A memory access optimization oriented sparse convolutional neural network accelerator, comprising: the sparse activation value processing module SSG is used for removing zero-value activation data and screening out effective non-zero activation values; the buffer module CBUF is used for storing input neuron data and realizing repeated activation data multiplexing; the cache module PB is used for storing the weight data read in parallel; the operation module CMAC is used for completing the multiply-add operation of the convolution operation; in the data reading stage, reading neuron data required by the current convolution operation into a cache module, and reading weight data into a cache module PB; in the screening and multiplexing stage, the sparse activation value processing module screens out the non-zero activation data in the cache module, and simultaneously checks whether multiplexed activation data exist or not; and in the operation stage, transmitting the screened non-zero activation data to an operation module for convolution calculation. The invention has the advantages of simple principle, easy realization, obvious improvement on the efficiency of calculation and memory access, and the like.

Description

Sparse convolution neural network accelerator oriented to memory access optimization

Technical Field

The invention mainly relates to the technical field of neural network application, in particular to a sparse convolution neural network accelerator oriented to access optimization.

Background

At present, the Deep Learning (Deep Learning) technology is rapidly developed, and is widely applied in many fields, and at the same time, the Deep Learning technology is a hot field of academic research. In the deep learning technology, the most concerned is a deep neural network model, and the deep neural network has a good effect in many artificial intelligence applications, including the fields of computer vision, natural language processing, machine translation, image recognition and the like. However, the training and derivation of neural network models place high demands on the computational power, and ordinary CPUs and embedded processors have been unable to meet the computational power required for the calculation of neural network models.
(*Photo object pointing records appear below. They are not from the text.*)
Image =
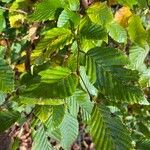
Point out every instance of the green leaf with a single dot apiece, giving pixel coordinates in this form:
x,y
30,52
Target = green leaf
x,y
100,13
80,100
143,3
54,39
56,83
43,112
143,144
117,32
40,101
69,131
6,77
6,1
74,5
2,97
108,132
2,21
85,83
137,56
128,3
40,140
7,118
136,31
56,118
91,30
46,10
66,16
114,81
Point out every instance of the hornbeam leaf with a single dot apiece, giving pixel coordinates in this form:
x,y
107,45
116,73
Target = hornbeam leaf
x,y
93,31
100,13
6,77
69,131
117,32
46,10
40,140
137,56
56,83
66,16
43,112
54,39
7,118
114,81
39,101
108,132
136,31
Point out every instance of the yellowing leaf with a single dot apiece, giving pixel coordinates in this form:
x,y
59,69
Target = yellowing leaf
x,y
122,16
21,67
32,32
112,2
16,20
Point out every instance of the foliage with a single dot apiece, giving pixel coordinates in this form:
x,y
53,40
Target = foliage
x,y
63,64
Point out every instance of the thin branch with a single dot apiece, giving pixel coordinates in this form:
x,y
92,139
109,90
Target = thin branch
x,y
91,97
18,11
78,51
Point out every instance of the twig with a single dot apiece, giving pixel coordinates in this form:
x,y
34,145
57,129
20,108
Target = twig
x,y
18,11
78,51
91,97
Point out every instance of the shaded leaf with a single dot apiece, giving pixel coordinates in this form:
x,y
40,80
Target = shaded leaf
x,y
6,77
54,39
69,131
136,31
117,32
108,132
7,118
122,16
40,140
100,13
46,10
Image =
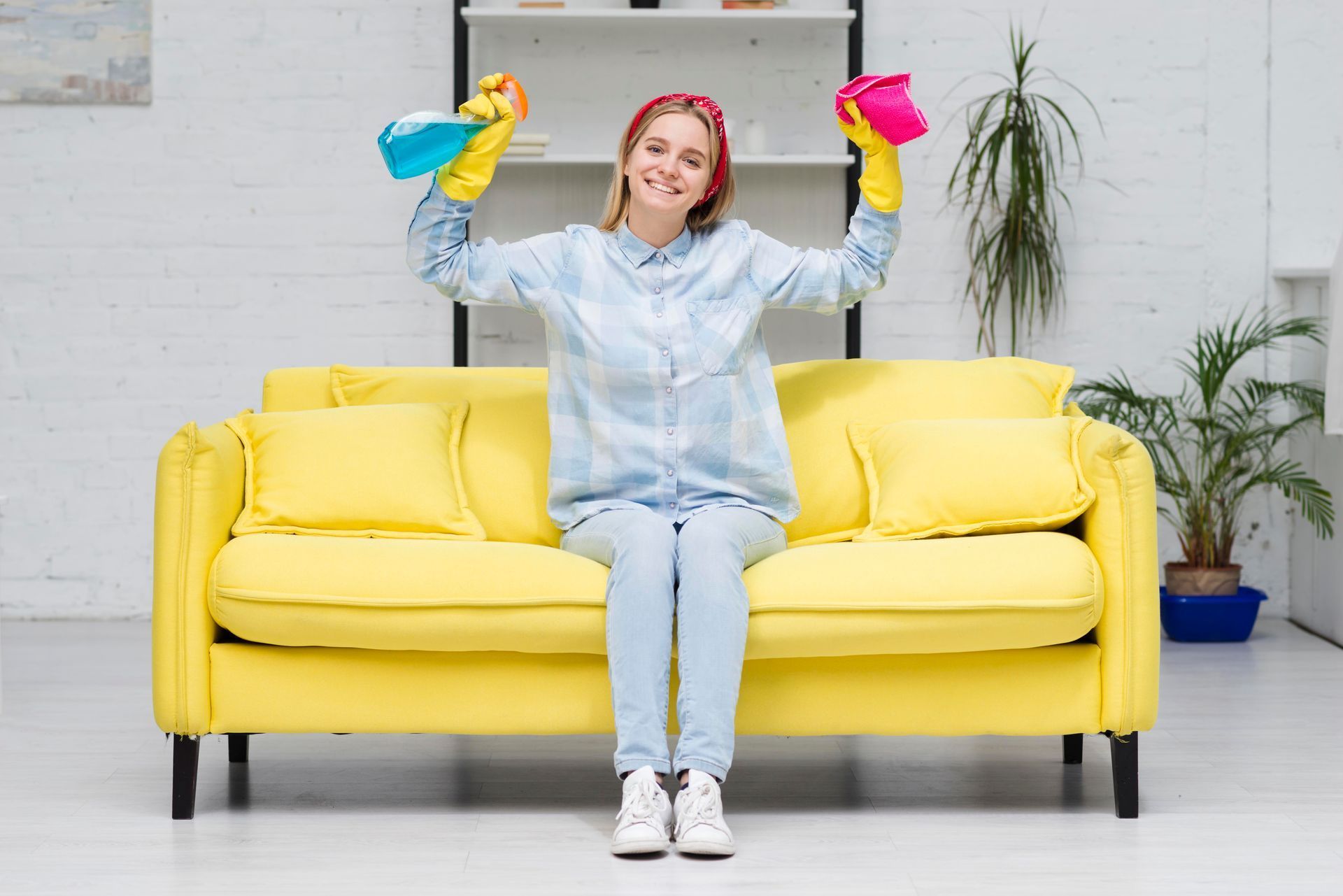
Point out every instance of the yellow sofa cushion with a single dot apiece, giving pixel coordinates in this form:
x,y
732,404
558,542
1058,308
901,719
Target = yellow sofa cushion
x,y
939,595
505,445
386,471
934,478
818,399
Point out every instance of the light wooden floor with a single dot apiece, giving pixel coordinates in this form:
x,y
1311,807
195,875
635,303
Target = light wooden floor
x,y
1242,793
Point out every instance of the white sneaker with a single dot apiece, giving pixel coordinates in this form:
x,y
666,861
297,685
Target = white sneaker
x,y
699,817
645,818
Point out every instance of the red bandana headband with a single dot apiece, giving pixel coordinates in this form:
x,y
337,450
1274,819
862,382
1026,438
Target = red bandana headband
x,y
712,108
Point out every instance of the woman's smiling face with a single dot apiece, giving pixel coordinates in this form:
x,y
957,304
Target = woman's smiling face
x,y
668,169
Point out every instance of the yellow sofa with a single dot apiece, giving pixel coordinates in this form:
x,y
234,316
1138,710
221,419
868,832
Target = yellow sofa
x,y
1023,633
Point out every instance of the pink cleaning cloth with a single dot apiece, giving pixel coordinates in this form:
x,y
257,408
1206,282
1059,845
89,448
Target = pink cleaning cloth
x,y
884,101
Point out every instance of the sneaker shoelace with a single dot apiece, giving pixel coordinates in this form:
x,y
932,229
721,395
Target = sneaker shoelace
x,y
642,806
700,808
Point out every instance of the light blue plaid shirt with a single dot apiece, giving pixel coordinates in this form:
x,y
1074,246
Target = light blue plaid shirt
x,y
661,392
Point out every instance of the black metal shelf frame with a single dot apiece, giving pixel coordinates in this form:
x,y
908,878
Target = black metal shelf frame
x,y
462,87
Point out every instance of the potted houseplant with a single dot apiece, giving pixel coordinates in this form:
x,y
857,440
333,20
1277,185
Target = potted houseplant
x,y
1007,179
1210,446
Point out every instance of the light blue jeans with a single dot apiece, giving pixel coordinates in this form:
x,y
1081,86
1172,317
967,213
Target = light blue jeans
x,y
689,571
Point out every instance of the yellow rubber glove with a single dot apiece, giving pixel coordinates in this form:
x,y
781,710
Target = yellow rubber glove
x,y
880,180
468,175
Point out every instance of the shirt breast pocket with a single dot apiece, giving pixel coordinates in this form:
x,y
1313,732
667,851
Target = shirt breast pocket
x,y
723,331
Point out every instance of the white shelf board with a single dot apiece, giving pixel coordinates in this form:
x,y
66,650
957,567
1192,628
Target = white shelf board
x,y
609,159
1302,273
504,17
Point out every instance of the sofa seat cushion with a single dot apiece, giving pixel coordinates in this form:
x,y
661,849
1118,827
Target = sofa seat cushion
x,y
935,595
403,594
931,595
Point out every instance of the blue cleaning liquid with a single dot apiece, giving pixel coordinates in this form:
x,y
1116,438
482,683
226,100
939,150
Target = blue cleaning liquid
x,y
426,140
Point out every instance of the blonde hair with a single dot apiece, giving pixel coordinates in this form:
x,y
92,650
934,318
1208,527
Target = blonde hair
x,y
618,197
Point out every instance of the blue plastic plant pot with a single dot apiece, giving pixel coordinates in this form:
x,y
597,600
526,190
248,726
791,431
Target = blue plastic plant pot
x,y
1198,617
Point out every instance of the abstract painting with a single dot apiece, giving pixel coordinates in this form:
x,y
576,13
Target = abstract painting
x,y
76,51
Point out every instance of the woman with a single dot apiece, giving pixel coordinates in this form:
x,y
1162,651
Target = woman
x,y
668,455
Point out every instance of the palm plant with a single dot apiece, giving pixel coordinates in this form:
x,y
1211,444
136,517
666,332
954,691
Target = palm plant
x,y
1211,446
1013,233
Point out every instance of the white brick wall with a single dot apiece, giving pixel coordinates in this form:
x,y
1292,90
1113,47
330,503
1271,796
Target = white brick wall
x,y
156,261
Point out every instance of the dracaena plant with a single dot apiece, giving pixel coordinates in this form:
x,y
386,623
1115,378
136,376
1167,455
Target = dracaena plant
x,y
1214,442
1007,179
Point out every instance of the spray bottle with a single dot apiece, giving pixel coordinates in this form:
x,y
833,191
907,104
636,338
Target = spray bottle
x,y
425,141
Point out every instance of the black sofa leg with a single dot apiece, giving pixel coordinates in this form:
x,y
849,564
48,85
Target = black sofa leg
x,y
1123,760
185,758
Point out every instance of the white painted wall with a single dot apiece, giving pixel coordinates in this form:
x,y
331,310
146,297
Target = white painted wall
x,y
156,261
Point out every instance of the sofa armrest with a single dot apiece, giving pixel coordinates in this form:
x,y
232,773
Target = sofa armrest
x,y
1121,529
198,496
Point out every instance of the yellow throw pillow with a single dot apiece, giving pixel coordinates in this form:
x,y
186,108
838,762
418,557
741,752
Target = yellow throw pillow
x,y
505,446
387,471
946,477
820,398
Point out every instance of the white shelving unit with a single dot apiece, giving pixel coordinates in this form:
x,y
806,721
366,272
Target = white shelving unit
x,y
598,159
790,190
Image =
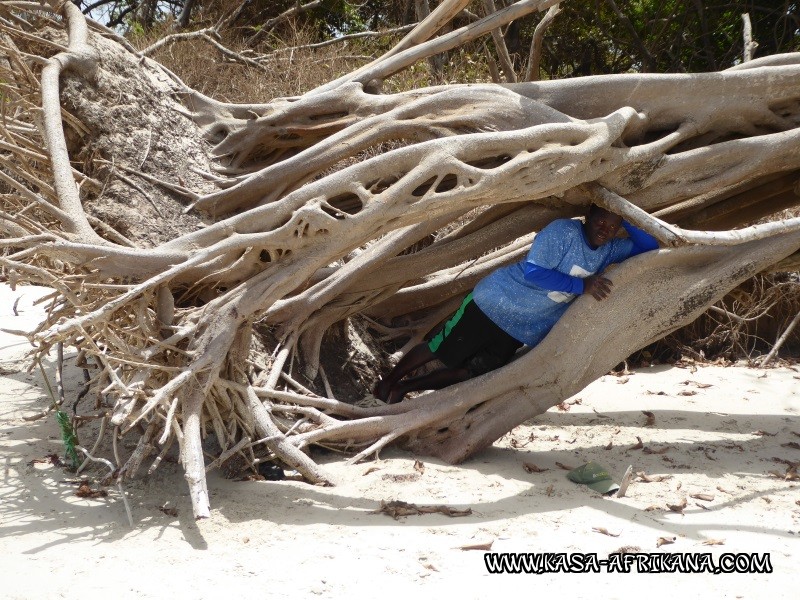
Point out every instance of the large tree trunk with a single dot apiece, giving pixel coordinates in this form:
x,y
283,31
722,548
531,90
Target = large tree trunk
x,y
161,268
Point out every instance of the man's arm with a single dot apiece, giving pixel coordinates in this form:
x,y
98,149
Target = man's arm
x,y
642,241
550,279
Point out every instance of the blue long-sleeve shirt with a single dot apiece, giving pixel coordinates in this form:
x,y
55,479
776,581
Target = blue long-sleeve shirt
x,y
550,279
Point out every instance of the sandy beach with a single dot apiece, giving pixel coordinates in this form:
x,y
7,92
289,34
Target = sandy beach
x,y
713,463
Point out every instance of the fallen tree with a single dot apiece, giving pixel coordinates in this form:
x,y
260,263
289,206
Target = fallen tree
x,y
171,226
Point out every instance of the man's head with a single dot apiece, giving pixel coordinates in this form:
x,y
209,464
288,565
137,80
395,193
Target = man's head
x,y
601,226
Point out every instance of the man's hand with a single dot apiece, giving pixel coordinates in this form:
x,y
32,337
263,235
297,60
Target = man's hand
x,y
599,287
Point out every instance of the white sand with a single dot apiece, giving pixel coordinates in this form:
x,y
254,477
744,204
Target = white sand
x,y
288,539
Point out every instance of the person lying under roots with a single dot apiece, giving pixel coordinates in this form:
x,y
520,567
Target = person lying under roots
x,y
519,304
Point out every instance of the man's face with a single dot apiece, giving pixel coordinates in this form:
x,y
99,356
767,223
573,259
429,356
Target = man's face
x,y
601,227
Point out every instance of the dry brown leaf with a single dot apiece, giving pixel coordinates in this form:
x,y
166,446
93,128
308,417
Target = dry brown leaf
x,y
400,477
84,491
651,478
705,497
663,450
398,508
662,541
532,468
485,546
604,531
678,507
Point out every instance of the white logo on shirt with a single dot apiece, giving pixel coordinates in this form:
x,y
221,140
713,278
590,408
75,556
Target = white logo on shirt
x,y
575,271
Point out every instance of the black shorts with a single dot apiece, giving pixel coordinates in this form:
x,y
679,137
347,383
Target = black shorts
x,y
469,339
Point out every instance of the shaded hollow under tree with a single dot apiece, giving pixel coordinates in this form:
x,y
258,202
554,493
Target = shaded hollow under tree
x,y
169,224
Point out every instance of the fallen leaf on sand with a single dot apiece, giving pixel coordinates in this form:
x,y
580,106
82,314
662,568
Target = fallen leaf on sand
x,y
696,384
678,508
604,531
664,541
486,547
705,497
651,478
398,508
663,450
532,468
400,477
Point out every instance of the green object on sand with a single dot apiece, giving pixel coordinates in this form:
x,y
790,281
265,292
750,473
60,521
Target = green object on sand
x,y
595,476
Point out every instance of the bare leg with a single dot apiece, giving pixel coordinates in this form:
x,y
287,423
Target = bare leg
x,y
414,358
435,380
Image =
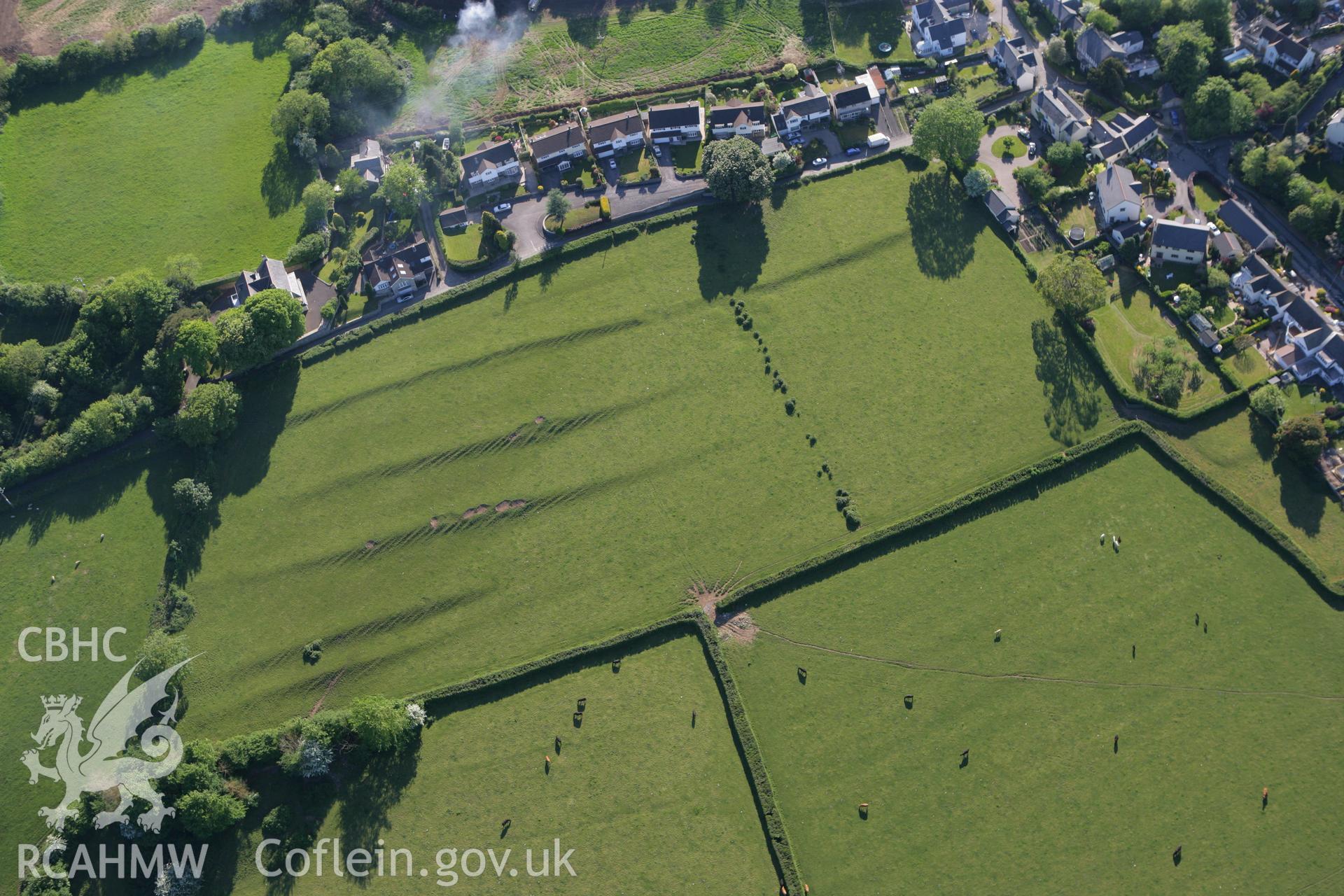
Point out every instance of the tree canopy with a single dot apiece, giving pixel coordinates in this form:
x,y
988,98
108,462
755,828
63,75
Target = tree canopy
x,y
1073,285
737,171
949,130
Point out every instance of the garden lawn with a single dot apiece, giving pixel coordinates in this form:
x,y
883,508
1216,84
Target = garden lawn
x,y
175,159
115,586
1237,449
859,29
659,421
1135,318
638,794
1046,802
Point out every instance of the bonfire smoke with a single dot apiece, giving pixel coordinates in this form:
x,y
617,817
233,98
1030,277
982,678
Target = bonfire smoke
x,y
476,54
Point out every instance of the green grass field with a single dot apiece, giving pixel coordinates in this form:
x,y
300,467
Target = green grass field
x,y
174,159
574,52
1238,450
641,796
1135,318
1046,804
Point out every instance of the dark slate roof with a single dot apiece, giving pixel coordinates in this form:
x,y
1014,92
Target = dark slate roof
x,y
488,156
1116,186
1191,238
675,115
857,96
806,105
1245,223
556,140
732,115
622,124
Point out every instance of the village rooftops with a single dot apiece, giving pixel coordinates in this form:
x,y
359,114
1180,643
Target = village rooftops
x,y
622,124
556,140
488,156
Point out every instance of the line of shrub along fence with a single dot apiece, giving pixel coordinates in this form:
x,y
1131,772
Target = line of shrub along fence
x,y
482,286
1133,397
251,751
1068,465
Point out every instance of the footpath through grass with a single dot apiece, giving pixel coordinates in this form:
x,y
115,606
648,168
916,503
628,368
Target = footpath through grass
x,y
164,160
656,418
648,802
1205,719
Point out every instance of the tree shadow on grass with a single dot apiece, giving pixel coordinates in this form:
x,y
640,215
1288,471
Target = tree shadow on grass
x,y
283,181
941,232
1072,387
732,246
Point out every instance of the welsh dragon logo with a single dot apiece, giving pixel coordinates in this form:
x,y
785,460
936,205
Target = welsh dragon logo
x,y
101,767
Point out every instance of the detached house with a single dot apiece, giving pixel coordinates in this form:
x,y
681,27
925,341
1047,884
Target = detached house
x,y
370,162
1117,195
1180,244
855,102
269,274
940,26
616,133
804,112
1120,137
1247,226
1003,210
676,122
1094,48
1280,50
1059,115
491,164
742,120
558,147
1018,62
1259,284
401,272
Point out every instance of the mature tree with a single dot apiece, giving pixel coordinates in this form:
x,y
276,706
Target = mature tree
x,y
949,130
209,415
977,183
1164,371
354,74
20,365
191,498
197,344
300,112
1268,400
556,206
737,171
1035,181
319,198
1140,15
181,273
1301,440
1215,16
1073,285
159,652
206,813
1109,78
403,187
1218,109
1184,51
379,724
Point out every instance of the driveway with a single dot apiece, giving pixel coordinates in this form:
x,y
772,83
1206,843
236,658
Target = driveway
x,y
1003,168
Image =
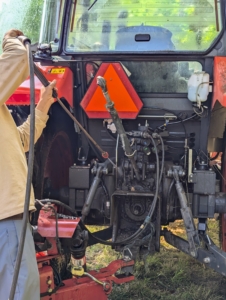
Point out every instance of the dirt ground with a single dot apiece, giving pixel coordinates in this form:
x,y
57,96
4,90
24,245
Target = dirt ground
x,y
168,275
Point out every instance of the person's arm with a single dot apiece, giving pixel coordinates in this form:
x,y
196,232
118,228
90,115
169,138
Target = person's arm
x,y
41,116
13,65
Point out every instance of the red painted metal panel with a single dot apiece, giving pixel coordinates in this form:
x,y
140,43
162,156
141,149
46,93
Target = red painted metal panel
x,y
223,216
127,102
64,77
219,91
46,281
47,225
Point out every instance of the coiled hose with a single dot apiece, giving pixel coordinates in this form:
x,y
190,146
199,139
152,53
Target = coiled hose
x,y
25,220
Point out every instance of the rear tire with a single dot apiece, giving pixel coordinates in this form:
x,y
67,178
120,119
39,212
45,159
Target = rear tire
x,y
54,152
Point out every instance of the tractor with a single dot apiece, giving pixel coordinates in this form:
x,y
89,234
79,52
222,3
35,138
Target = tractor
x,y
140,142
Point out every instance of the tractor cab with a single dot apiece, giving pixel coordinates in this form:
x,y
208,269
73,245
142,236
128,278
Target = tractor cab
x,y
145,80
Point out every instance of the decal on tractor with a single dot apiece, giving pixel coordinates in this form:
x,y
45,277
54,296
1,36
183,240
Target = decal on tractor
x,y
126,100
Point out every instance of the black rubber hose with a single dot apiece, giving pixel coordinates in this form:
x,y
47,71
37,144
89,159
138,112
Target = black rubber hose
x,y
163,159
146,222
29,175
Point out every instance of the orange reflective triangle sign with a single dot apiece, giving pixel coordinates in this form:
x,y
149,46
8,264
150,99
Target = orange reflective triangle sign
x,y
121,91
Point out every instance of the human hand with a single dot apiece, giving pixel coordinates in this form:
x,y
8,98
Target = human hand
x,y
46,98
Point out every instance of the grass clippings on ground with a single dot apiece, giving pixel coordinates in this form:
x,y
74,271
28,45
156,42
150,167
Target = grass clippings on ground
x,y
168,275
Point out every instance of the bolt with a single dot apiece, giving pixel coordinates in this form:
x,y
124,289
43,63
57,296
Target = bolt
x,y
206,260
193,254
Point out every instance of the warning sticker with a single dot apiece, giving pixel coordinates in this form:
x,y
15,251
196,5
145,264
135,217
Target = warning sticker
x,y
57,71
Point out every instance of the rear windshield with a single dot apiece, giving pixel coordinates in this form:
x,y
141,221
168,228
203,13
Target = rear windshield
x,y
155,77
143,25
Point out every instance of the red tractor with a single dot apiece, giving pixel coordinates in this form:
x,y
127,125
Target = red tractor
x,y
144,85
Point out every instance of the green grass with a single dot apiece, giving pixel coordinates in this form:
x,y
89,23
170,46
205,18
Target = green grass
x,y
168,275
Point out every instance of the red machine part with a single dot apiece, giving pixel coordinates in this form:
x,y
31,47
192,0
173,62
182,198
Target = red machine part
x,y
223,216
83,288
47,228
219,92
126,99
63,76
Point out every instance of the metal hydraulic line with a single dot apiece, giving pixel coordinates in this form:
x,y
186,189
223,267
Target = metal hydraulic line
x,y
118,124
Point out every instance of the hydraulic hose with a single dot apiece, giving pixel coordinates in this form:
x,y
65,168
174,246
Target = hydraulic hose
x,y
146,221
26,42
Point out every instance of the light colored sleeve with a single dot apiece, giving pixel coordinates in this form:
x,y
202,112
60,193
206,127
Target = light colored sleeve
x,y
24,130
13,66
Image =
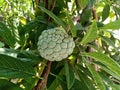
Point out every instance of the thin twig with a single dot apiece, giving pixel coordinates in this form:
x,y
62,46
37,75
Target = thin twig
x,y
41,84
52,8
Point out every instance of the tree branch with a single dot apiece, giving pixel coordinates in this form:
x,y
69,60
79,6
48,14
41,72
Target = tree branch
x,y
41,84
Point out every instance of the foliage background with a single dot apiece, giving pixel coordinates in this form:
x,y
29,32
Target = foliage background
x,y
95,62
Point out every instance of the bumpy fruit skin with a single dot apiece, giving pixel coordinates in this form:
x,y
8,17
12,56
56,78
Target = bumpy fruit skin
x,y
55,44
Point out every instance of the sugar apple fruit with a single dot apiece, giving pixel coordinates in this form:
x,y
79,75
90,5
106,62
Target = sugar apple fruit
x,y
55,44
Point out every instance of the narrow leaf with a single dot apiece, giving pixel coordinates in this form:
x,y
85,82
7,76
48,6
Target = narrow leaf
x,y
112,25
103,67
83,3
73,29
13,68
96,77
108,41
70,78
105,12
53,16
107,61
7,35
91,34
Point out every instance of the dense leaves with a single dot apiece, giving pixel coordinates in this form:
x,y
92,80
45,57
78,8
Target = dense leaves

The method aims to solve the problem that the computational complexity is increased due to the rapid development of a neural network model. Currently, there are two main flow schemes provided by those skilled in the art to provide computational support for the operation of neural network models. One approach is to use a GPU with a large number of parallel threads to complete the computation of the model; another approach is to develop a dedicated neural network accelerator based on FPGA or ASIC design. Although GPUs can provide computationally intensive support for neural network models, their large power consumption cost is a concern. Therefore, a low-power, high-computational-effort dedicated neural network accelerator becomes an effective method for resolving the neural network model calculations.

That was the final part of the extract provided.